Ayet
-
اِنَّٓا اَرْسَلْنَا نُوحاً اِلٰى قَوْمِهٖٓ اَنْ اَنْذِرْ قَوْمَكَ مِنْ قَبْلِ اَنْ يَأْتِيَهُمْ عَذَابٌ اَلٖيمٌ
﴿١﴾
-
قَالَ يَا قَوْمِ اِنّٖي لَكُمْ نَذٖيرٌ مُبٖينٌۙ
﴿٢﴾
-
اَنِ اعْبُدُوا اللّٰهَ وَاتَّـقُوهُ وَاَطٖيعُونِۙ
﴿٣﴾
-
يَغْفِرْ لَكُمْ مِنْ ذُنُوبِكُمْ وَيُؤَخِّرْكُمْ اِلٰٓى اَجَلٍ مُسَمًّىؕ اِنَّ اَجَلَ اللّٰهِ اِذَا جَٓاءَ لَا يُؤَخَّرُۘ لَوْ كُنْتُمْ تَعْلَمُونَ
﴿٤﴾
Meal (Kur'an Yolu)
Tefsir (Kur'an Yolu)
Nûh aleyhisselâm, Kur’an’da adı çokça geçen ve dini tebliğ konusunda kavmiyle mücadelesine yer verilen peygamberlerin ilkidir. Kur’an’da Nûh’tan önceki bazı peygamberler de anılmakla birlikte onların inkârcılarla mücadelesi hakkında detaylı bilgi verilmemiştir.
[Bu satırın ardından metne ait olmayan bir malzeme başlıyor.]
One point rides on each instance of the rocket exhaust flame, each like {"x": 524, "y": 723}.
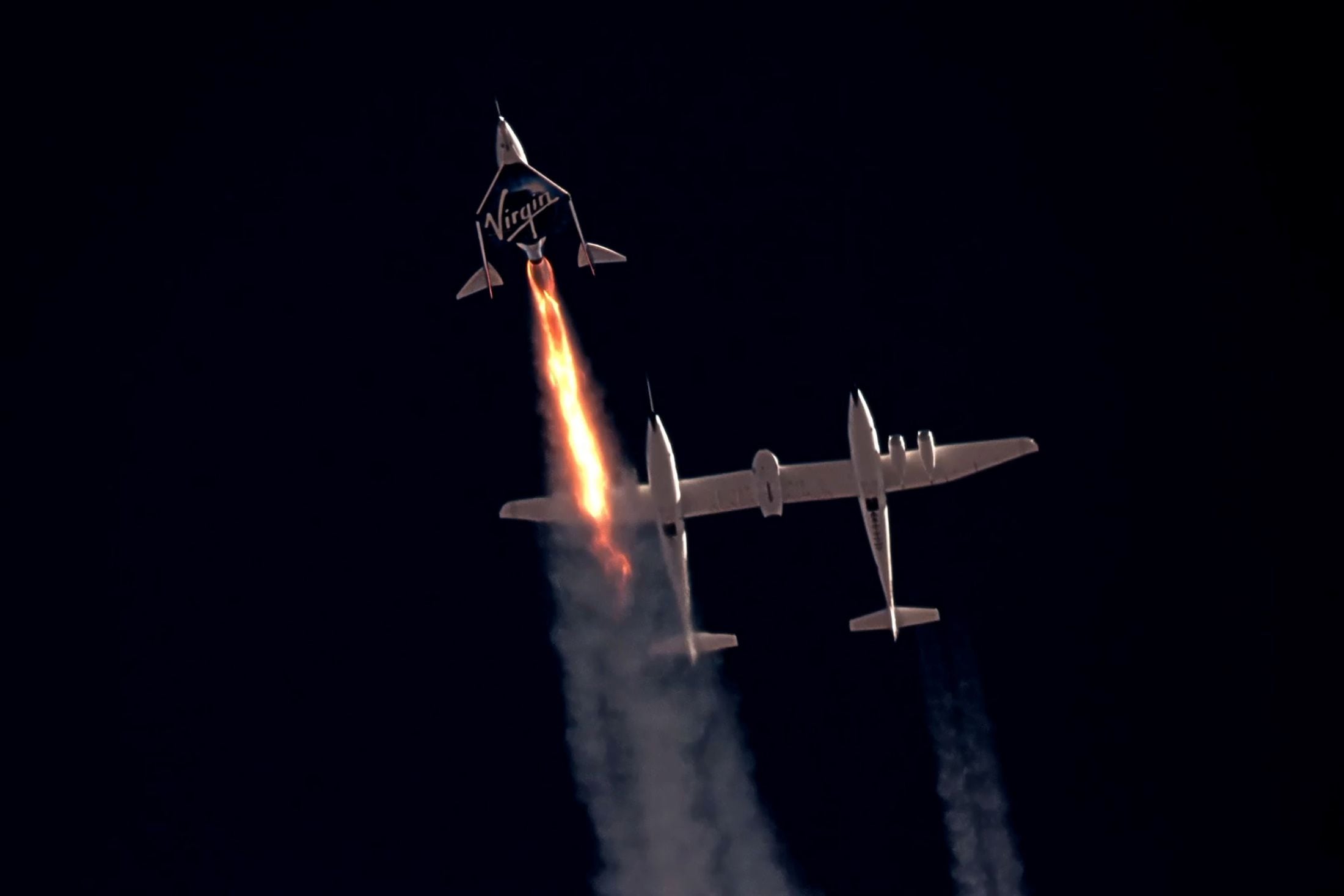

Nûh’un soyu, hayatı, peygamberliği, inkârcı toplumuna karşı sergilediği mücadele ve Nûh tûfanı hakkında Hûd sûresinin tefsirinde genişçe bilgi verilmiştir (bk. 11/25-49; ayrıca krş. A‘râf 7/59-64).
Müfessirler, birinci âyette sözü edilen “can yakıcı azab”ın Nûh tûfanı olduğu kanaatindedirler.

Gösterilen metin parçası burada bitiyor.